TASTI E PAROLE NUOVE

Un vecchio computer sai quanto ci mette ad aprirsi, a collegarsi. E il tipo di spam che ci passa, la consistenza della tastiera sotto le dita, il breve sfrigolio con cui si spegne.

Gli sei grato per i ricordi che condivide con te. Le immagini dei momenti felici o importanti. Le confidenze che hai scambiato nelle lettere, gli sfoghi che non hai destinato a nessuno, ma che lui ha raccolto, paziente.

Lo ami per il dialogo muto fra te e il suo essere lì, a connettersi con la tua esistenza.

Il mio vecchio computer era davvero vecchio. I tasti erano davvero consunti. Eppure. Non ne potevo fare a meno di quei ronzii che conoscevo. Della scorrevolezza con cui apriva i file che mi interessavano. Lo faceva con una frazione di secondo in meno di questo nuovo. Perché lui sapeva cosa volevo. E ce l’aveva già pronto.

Per questo non mi spiego come posso stare, adesso, davanti a questa tastiera sconosciuta.

Mi ci sono messa a scrivere così, tanto per vedere che effetto facevano questi tasti nuovi sotto le mie dita. E sono duri, mancano di conoscenza, elasticità, tracce di me. Eppure mi danno voglia di scrivere.

È anche straniera, questa nuova tastiera. Le lettere sono tutte fuori posto. Devo cercare con i polpastrelli e esplorare il nuovo spazio che nella mente si crea in quell’istante in cui il dito cerca la lettera e non la trova. Un istante di vuoto e sbigottimento che si riempie di uno spazio inesplorato. Un fuori posto dei sentimenti. Un contropiede della vita.
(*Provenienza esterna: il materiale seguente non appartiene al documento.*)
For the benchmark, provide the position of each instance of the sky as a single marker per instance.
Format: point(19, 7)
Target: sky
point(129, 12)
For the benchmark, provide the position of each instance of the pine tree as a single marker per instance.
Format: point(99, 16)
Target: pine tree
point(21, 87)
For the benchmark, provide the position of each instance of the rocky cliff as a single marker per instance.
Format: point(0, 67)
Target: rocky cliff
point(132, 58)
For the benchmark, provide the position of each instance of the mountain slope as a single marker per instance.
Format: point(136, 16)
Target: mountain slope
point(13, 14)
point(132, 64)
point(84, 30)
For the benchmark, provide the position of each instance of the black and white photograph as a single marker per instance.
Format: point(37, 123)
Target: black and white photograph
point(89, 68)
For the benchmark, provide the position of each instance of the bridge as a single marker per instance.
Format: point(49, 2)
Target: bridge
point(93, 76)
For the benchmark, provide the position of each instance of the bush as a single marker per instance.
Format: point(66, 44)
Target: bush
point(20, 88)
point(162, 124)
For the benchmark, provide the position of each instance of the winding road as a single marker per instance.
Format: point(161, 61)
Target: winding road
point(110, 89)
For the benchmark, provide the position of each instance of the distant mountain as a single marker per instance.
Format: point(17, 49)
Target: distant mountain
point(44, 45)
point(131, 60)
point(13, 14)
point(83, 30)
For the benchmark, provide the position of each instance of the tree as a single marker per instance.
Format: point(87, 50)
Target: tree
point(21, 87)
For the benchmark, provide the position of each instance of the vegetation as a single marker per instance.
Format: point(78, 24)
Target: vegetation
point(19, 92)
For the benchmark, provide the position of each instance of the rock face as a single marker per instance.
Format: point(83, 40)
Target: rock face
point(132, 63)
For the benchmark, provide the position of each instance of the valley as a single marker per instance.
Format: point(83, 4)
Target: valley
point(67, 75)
Poi trovo la lettera, la imprimo sullo schermo.Tutte le lettere sparse in posti inconsueti. Le trovo, le imprigiono, e dicono quello che voglio, raccontano la mia storia.

Scrivono per invitarti qui, e chiederti di sedermi vicino, di guardare questo nuovo computer, regalo della tua nuova compagna, che me l’ha offerto quando eravamo ancora amiche, e io ero ancora tua. Scrivono di te, che te ne sei andato con il mio vecchio computer.

“Lo prendo solo per pochi giorni, ti assicuro, so quanto ci tieni…”. Ma se sapevi veramente a cosa tenevo allora me lo potevi lasciare, il mio vecchio computer, e potevi anche non metterti con la mia amica. Potevi risparmiarmi la fatica di imparare a scrivere su una tastiera nuova. La fatica di pensare con idee nuove. Perché sui tasti saltano le dita e le parole sulla pagina e le idee nella mente, è così che funziona. E basta cambiare uno dei passaggi che cambiano anche gli altri.

E cosa accadrà quando verrai a vedere il nuovo computer, posso solo immaginarlo nelle parole del nuovo computer. Che sentirai che qualcosa è cambiato. Che sto scrivendo una storia diversa, sulla memoria ancora pulita di questo computer. Nuova, e vuota, senza percorsi già visti a guidarmi.

Volevo vederti per rinfacciarti questo regalo stupido. La tua insensibilità, leggerezza, infedeltà. Volevo chiederti di ridarmi il vecchio computer, dove c’è tutta me stessa, dove ci sono i nostri ricordi, dove ci siamo noi.

Eppure adesso che ho iniziato a scrivere parole nuove ho scoperto che non so dove mi portano. Che non so cosa voglio. Anzi, che so che non voglio più te.